Sounds about right, instead of sugars, low GI carbs. The amount of carbs would depend on various things like weight loss goals and type of training. Protein always stays the same, and a gram per lean body weight is about right.

Quote:
4. for best results 6 to 8 reps per 3 to 4 sets per exercise. from 1 to 2 times per week per muscle group. going close or to failire on at least the last set.

Yes, in my case I work on strength, so my rep range is not more than 5, but there is also need for muscle building, which needs higher reps (with lighter weights), so I use rep ranged between 8 and 12 for muscle mass gains, and use lower reps to push the nervous system to maximum straining of those muscles. I would do 5 sets of each exercise, but I am quite well conditioned to that volume. 3-4 sets is perfect for most.

Quote:
5. do above until you hit a plateau. the body likes to stay where its at. so when this happens you use ramps. ramps can compose of many variables. ramps i learned from the bulgarian book. and i found it to work exceptional.

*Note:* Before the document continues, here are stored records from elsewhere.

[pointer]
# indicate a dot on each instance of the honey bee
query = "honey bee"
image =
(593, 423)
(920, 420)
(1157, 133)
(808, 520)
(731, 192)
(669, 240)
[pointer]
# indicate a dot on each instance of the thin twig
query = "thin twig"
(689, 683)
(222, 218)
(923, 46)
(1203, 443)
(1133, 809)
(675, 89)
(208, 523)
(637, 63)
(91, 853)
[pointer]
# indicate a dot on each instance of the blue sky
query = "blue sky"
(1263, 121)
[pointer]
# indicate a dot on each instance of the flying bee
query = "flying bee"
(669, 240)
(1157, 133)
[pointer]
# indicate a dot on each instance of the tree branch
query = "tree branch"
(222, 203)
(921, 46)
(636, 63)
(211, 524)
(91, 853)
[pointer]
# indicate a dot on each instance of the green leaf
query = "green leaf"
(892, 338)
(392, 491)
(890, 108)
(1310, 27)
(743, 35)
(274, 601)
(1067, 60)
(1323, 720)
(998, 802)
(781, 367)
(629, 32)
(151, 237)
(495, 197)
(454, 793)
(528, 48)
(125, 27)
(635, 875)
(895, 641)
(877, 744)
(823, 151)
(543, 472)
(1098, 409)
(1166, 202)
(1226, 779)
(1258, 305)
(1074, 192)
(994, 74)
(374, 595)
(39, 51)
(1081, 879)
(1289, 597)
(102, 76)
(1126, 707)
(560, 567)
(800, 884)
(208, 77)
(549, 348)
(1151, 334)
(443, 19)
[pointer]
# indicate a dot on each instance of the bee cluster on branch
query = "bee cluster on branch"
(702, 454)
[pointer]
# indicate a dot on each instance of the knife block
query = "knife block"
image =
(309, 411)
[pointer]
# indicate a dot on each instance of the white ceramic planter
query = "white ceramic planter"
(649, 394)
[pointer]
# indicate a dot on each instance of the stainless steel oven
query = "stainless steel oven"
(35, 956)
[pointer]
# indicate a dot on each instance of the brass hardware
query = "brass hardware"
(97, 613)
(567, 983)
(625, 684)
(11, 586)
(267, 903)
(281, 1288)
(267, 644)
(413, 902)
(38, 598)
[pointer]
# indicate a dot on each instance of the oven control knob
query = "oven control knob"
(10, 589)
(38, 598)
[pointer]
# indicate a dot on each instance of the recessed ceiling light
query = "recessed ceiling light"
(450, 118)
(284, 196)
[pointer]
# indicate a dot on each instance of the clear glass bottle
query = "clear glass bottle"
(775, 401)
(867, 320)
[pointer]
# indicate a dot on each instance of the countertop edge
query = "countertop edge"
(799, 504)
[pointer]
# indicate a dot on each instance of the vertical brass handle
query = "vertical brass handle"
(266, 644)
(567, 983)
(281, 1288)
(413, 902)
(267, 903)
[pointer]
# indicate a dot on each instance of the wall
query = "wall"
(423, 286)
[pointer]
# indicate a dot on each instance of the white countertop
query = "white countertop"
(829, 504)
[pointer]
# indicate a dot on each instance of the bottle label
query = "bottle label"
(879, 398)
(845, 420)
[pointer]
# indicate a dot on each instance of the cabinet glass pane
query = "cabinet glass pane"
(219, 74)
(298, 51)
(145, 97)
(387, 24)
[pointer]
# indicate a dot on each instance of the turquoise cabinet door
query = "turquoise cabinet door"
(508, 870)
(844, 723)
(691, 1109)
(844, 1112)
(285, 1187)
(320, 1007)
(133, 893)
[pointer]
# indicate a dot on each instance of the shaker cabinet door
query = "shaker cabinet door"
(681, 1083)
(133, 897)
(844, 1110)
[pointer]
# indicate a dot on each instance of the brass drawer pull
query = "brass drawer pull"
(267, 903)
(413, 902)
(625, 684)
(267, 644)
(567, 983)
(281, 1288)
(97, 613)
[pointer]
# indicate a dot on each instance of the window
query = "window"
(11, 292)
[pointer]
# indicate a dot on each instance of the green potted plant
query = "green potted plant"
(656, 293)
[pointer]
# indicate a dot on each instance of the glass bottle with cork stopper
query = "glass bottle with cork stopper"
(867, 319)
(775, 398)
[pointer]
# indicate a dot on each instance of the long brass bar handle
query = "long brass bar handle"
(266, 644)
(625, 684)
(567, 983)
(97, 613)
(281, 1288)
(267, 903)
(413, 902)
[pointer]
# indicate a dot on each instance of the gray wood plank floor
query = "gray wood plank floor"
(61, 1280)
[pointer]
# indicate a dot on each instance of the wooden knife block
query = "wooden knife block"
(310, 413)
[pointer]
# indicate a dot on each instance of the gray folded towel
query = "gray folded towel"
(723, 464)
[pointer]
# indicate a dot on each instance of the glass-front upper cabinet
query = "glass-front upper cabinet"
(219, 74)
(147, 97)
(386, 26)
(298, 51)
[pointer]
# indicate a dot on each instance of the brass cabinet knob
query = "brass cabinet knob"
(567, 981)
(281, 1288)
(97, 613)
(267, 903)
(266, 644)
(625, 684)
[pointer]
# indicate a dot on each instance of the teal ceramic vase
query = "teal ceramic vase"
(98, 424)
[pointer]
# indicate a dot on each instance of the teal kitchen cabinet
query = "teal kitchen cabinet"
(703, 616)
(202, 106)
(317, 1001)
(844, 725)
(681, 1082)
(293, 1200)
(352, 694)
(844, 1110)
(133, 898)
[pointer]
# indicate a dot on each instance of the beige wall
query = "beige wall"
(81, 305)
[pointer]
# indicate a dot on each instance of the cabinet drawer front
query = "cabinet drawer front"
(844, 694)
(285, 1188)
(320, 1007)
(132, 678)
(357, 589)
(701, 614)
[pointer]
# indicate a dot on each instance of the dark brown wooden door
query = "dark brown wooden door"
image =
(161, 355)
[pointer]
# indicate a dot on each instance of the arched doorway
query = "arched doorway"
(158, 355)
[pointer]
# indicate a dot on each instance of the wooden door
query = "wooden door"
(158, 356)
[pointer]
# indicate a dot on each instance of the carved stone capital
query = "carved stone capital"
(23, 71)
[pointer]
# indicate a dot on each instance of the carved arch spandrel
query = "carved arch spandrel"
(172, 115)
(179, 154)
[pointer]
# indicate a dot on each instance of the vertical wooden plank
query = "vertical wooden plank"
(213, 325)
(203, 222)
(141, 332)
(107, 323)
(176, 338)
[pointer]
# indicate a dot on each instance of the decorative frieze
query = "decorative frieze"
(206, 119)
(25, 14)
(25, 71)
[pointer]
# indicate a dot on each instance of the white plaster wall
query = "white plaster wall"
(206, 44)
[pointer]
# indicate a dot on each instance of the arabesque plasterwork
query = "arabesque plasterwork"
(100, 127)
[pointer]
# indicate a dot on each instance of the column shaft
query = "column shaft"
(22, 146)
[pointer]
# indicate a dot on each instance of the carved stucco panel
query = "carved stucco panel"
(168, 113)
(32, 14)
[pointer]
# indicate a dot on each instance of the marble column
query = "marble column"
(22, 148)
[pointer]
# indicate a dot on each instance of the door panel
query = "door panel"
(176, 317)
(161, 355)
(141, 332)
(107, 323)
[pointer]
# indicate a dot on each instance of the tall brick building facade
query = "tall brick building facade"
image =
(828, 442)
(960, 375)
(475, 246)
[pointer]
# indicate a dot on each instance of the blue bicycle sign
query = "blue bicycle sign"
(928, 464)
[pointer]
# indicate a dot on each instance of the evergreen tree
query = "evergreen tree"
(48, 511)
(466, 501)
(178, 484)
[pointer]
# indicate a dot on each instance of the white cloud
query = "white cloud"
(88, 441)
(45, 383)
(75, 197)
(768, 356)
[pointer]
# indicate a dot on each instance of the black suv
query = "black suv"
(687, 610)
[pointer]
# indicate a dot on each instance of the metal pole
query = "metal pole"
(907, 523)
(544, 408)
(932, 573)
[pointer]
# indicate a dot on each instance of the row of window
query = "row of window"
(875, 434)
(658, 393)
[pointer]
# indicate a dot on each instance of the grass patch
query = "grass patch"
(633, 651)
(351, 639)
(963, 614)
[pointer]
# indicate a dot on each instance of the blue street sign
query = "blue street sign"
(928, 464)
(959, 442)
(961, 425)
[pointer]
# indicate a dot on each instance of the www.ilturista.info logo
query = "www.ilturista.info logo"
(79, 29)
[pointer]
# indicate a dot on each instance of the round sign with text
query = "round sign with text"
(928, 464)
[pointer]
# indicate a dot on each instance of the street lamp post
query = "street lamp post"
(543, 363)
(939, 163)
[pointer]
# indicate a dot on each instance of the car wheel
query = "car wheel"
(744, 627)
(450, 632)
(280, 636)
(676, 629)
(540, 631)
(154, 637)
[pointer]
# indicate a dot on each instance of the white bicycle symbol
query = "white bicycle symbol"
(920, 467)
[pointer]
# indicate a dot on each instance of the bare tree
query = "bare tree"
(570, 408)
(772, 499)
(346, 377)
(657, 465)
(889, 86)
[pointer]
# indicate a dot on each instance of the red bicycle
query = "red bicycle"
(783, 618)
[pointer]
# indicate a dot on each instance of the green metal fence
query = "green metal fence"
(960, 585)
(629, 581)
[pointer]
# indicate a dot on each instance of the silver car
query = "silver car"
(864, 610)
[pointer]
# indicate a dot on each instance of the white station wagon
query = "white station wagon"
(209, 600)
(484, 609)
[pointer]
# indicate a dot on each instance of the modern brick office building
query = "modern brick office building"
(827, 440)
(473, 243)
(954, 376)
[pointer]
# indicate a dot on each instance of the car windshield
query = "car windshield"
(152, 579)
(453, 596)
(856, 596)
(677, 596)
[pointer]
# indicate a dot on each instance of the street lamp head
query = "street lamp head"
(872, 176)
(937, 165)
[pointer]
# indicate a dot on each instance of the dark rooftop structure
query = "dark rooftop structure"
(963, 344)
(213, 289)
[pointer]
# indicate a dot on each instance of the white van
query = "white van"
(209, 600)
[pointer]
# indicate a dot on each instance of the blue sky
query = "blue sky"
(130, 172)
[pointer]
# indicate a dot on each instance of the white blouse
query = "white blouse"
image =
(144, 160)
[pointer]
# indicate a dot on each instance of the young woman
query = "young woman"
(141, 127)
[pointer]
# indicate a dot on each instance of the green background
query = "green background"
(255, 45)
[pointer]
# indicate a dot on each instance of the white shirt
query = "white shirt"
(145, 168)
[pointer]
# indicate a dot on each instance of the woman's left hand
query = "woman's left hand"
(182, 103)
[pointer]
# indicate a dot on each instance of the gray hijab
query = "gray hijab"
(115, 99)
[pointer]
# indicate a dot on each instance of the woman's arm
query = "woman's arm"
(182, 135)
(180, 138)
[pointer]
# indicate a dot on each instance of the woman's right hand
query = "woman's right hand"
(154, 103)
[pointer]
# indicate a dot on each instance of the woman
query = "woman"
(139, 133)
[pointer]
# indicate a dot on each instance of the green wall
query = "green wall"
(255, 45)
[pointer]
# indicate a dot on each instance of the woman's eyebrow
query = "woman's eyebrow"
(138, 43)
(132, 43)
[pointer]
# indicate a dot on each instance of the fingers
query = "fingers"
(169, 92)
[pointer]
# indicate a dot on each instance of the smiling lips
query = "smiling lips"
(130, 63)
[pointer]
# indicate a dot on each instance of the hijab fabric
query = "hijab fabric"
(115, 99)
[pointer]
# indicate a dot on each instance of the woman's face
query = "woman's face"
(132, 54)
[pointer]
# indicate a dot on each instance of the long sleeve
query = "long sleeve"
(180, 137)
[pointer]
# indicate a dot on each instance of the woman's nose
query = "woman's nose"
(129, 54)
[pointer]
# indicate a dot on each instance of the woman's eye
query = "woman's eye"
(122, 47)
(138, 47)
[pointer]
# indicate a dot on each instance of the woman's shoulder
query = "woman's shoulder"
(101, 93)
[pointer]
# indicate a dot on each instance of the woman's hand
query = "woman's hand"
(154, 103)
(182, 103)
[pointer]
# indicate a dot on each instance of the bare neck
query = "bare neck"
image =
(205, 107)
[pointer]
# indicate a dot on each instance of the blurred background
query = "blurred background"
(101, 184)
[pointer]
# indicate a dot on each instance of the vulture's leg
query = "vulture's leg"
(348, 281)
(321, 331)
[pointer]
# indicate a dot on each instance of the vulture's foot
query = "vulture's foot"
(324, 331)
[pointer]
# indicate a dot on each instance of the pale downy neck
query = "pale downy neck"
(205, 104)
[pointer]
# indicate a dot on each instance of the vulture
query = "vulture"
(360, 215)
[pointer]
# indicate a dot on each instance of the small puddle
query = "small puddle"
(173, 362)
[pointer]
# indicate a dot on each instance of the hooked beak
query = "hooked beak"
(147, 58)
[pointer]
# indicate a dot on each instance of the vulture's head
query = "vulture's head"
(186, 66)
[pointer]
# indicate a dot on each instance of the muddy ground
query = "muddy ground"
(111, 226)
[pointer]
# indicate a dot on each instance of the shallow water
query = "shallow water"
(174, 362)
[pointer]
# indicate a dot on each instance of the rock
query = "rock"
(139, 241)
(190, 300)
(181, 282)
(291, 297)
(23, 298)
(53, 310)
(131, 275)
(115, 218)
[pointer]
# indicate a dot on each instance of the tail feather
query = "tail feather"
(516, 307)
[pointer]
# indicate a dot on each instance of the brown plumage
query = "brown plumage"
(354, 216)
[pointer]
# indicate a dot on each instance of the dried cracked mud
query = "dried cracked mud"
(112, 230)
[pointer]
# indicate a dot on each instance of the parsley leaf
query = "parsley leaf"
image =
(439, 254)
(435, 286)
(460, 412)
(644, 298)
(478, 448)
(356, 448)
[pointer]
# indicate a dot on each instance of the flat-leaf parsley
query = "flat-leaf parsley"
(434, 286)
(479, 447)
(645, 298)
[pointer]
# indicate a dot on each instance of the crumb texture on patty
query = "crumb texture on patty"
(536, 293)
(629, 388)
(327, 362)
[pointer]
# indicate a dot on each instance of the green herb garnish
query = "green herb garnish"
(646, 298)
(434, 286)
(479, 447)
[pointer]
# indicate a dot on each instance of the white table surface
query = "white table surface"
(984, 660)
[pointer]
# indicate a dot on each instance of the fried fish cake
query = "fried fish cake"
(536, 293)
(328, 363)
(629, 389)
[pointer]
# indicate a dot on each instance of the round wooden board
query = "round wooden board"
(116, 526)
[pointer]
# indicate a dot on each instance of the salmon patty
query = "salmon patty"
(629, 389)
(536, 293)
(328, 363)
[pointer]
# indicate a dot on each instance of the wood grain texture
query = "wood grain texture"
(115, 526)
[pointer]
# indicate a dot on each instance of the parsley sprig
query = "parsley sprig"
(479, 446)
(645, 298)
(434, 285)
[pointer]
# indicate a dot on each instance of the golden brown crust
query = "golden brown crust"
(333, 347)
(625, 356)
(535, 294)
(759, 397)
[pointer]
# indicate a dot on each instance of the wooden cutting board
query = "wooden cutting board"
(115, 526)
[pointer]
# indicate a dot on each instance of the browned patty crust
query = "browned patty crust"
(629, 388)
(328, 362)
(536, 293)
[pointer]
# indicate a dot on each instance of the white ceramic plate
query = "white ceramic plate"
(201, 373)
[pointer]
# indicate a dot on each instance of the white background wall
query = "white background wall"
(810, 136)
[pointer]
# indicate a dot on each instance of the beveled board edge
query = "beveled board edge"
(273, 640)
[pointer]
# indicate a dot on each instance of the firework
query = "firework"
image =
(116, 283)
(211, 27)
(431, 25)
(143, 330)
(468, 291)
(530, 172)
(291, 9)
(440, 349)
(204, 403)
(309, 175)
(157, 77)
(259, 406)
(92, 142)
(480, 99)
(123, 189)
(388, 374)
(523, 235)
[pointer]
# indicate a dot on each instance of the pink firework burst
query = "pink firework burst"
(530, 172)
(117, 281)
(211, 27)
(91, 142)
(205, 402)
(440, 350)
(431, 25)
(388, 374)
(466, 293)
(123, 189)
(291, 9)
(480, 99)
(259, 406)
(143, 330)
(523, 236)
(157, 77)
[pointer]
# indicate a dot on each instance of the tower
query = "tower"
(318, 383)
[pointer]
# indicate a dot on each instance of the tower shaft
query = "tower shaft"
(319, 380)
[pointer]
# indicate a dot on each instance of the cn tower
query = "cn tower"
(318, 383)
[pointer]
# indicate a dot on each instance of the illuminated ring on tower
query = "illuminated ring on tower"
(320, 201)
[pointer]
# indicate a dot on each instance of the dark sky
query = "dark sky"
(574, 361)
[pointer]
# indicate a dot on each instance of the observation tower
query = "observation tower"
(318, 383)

a. variables include. upping sets. upping reps. decreasing time between sets. going from 1 to 2 times per week to 4 to 5. bumping it up each week. for about four weeks. like a ramp. by the fourth week it becomes very intense. the point is your shocking the body.

b. after the above ramp go back to 3 to 4 sets of 6 to 8 reps. week after week until growth stops. then hit another ramp.

c. another ramp is to bring the protein down for a period of time. then bringing it back up. never tryed it. but was another ramp from the bulgarian book.

1. exercises that i did. i would rotate from barbells to dumbells to keep the body out of balance.

a. bent over rows. barbell or dumbell
b. pull downs from wide to narrow grip. pull ups
c standing cause its more natural and less support. shoulder presses. both barbell and dumbell. barbell from in front of head.
d. squats with barbell
e. calf raises with barbell
f. bench press. barbell and dumbell.

Good balanced workout program right there. I agree standing military press is better and safer because it requires proper glute and core engagement. Seated press is OK using dumbbells, though.

Quote:
2. less important but if i had some extra time.

a. curls. barbell and dumbell.
b. close grip bench for the triceps. barbell.
c. behind head tricep exercise. dumbell.

1. top foods and supplements for growth.
a. beef. many amino acids, b vitamins, and creatine.
b. eggs
c. milk products
d. whey proetein and creatine monohydrate.

Yep, that protein profile sounds good.